Re-potting seedlings

Re-pot the seedlings each into their own container. For me this was separating my two seedlings into two containers. I decided to place them in a pot that looked MUCH too big for them so as to not have to re-pot for quite some time. Make sure you don’t pick to big a pot and end up over-watering though. In the photos below my kale seedlings would be about 1 month old, stand about 10 cm tall and are getting their third set of leaves. At this point the seedlings still need to be kept inside at room temperature or in a glass house.


The second set of leaves will have the typical kale shape which I have found quite exciting. As they get a big bigger they also start to develop that bubbly texture known to kale plants.

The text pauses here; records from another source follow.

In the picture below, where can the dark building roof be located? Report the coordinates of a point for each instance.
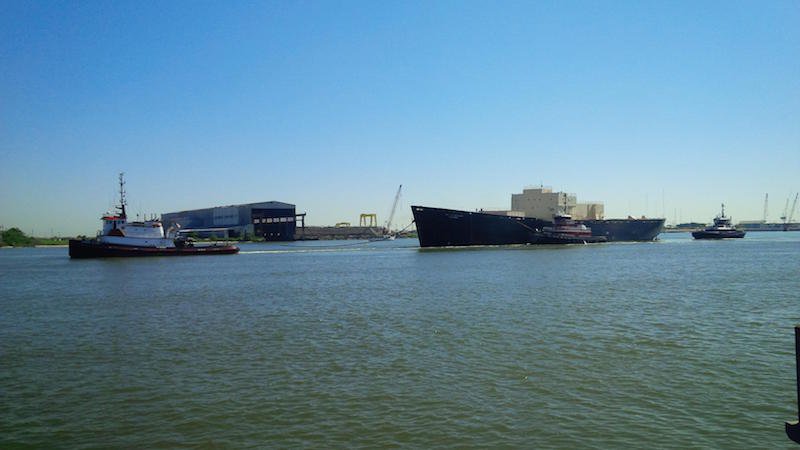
(260, 205)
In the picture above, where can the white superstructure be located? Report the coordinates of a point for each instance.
(118, 231)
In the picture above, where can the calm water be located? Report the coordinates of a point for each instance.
(674, 344)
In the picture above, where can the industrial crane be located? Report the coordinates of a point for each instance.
(787, 219)
(391, 214)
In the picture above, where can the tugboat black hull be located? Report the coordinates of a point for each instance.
(83, 249)
(439, 227)
(715, 234)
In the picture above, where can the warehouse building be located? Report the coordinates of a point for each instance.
(274, 221)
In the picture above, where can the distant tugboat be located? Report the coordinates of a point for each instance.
(722, 229)
(146, 238)
(567, 231)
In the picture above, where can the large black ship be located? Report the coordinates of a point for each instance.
(439, 227)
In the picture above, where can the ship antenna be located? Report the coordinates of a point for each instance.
(122, 201)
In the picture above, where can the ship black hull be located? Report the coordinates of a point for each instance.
(438, 227)
(718, 234)
(83, 249)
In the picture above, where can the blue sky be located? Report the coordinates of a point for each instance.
(651, 107)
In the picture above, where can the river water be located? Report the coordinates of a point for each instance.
(672, 344)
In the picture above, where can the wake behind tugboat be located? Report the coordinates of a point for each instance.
(141, 238)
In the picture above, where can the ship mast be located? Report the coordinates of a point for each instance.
(122, 201)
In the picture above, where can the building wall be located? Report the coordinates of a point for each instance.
(270, 220)
(274, 224)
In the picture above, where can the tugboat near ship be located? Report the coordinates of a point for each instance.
(139, 238)
(722, 229)
(567, 231)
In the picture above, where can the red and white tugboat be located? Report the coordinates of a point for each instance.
(722, 229)
(141, 238)
(567, 231)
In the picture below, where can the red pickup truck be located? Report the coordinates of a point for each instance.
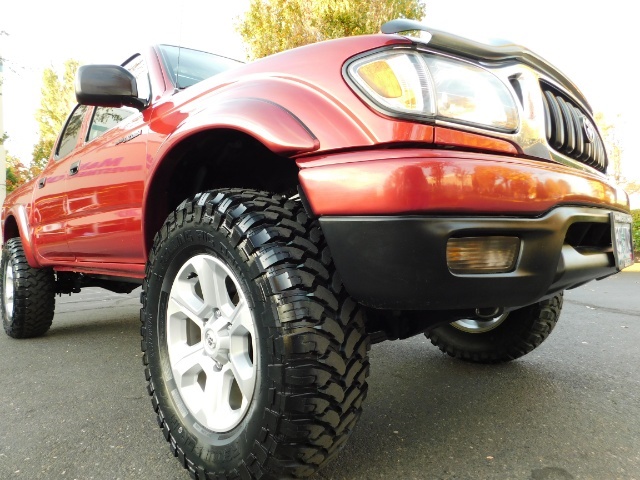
(284, 214)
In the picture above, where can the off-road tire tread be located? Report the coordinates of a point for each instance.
(318, 382)
(539, 321)
(34, 295)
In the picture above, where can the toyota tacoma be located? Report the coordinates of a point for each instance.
(281, 216)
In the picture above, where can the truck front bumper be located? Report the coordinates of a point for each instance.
(401, 262)
(388, 216)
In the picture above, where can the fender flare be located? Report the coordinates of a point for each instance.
(19, 214)
(271, 124)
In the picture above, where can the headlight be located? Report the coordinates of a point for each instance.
(408, 82)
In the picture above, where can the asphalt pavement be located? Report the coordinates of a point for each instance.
(73, 404)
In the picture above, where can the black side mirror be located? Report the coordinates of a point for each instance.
(107, 86)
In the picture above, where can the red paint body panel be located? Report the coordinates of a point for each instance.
(392, 182)
(353, 159)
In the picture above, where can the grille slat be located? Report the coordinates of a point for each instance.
(566, 132)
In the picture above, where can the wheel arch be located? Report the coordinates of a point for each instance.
(217, 156)
(16, 224)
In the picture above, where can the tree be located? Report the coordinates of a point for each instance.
(271, 26)
(16, 172)
(57, 100)
(615, 153)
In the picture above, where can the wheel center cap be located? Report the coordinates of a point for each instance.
(217, 344)
(210, 340)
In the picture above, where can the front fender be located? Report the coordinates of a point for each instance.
(271, 124)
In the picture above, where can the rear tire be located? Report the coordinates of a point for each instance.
(256, 357)
(28, 294)
(501, 339)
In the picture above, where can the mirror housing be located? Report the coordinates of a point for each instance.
(107, 86)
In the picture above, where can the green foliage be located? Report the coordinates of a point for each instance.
(16, 173)
(636, 232)
(57, 100)
(615, 153)
(271, 26)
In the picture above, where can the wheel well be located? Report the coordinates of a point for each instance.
(10, 229)
(214, 159)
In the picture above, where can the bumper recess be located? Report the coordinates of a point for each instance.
(399, 262)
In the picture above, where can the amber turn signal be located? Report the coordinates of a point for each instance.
(482, 255)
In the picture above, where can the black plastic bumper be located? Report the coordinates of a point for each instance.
(400, 262)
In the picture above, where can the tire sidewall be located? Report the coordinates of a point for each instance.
(216, 450)
(7, 259)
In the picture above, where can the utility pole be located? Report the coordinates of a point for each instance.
(3, 156)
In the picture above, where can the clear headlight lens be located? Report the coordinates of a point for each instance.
(433, 86)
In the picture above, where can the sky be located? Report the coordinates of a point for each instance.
(592, 42)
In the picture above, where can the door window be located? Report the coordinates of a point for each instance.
(105, 118)
(69, 137)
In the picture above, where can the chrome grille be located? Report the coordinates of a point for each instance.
(570, 131)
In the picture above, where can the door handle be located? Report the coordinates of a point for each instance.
(74, 168)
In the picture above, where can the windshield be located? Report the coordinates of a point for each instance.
(187, 67)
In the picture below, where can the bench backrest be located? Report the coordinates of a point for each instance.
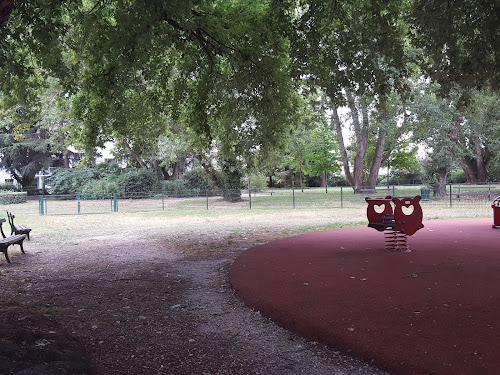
(10, 216)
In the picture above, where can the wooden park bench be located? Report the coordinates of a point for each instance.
(5, 242)
(17, 228)
(485, 192)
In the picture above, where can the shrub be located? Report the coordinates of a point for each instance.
(69, 181)
(137, 180)
(100, 186)
(198, 179)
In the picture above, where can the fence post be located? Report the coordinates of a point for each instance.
(451, 196)
(40, 204)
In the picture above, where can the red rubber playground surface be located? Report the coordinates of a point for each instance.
(434, 310)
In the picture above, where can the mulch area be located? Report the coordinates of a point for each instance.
(434, 310)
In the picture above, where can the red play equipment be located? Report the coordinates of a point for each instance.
(496, 212)
(397, 224)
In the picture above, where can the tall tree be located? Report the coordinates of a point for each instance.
(434, 125)
(355, 51)
(23, 155)
(460, 41)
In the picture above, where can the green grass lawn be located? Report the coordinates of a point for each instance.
(314, 211)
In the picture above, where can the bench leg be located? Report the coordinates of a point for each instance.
(6, 255)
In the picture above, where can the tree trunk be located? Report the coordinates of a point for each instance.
(324, 180)
(361, 133)
(439, 187)
(475, 167)
(6, 7)
(342, 148)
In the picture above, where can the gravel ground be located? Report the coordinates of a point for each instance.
(145, 304)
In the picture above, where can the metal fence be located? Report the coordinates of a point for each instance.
(458, 196)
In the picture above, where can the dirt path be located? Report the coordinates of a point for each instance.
(125, 304)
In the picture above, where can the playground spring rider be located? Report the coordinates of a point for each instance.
(396, 223)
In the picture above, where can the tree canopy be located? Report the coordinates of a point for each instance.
(228, 74)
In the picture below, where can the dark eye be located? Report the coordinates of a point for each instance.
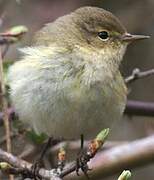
(103, 35)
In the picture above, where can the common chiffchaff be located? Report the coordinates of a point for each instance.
(68, 82)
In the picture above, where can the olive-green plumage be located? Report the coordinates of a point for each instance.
(68, 82)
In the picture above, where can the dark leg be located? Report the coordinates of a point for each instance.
(81, 161)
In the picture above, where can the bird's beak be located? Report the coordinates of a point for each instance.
(130, 38)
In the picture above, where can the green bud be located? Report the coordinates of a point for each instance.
(125, 175)
(102, 135)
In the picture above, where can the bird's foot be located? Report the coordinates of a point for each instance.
(82, 160)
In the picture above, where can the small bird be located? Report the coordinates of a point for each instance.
(68, 82)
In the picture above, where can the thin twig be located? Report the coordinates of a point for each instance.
(137, 74)
(105, 163)
(4, 109)
(139, 108)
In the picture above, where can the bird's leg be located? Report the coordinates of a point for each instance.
(38, 163)
(82, 159)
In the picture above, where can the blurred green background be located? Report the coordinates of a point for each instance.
(137, 16)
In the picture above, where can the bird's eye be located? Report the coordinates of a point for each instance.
(103, 35)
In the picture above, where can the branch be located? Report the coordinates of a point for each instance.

The kale seedlings fell over at about week three, which I think was from the weight of the leaves, due to this I stuck a skewer in the pot so I know the leaves will continue to get lots of sunlight exposure.

I re-potted the kale for the third time about three weeks after the last re-potting and then placed them outside. They did struggle to take a little bit with being outside after having weeks indoors. The pots I re-potted them into really weren’t much bigger but the kale ended up looking a whole lot healthier after this. From here you just need to wait for the leaves to grow enough to be able to harvest some from the plant without taking most of the plant away.


You can harvest the kale leaves when they are about the size of your hand. They can easily be used in a lot of dishes. If you have sprayed or fertilised them please follow the packet instructions. My kale plants had nothing applied to them during growing so this is not something I had to worry about. Pick the leaves from the outer edges, leaving enough leaves for the plant to continue growing more leaves for you.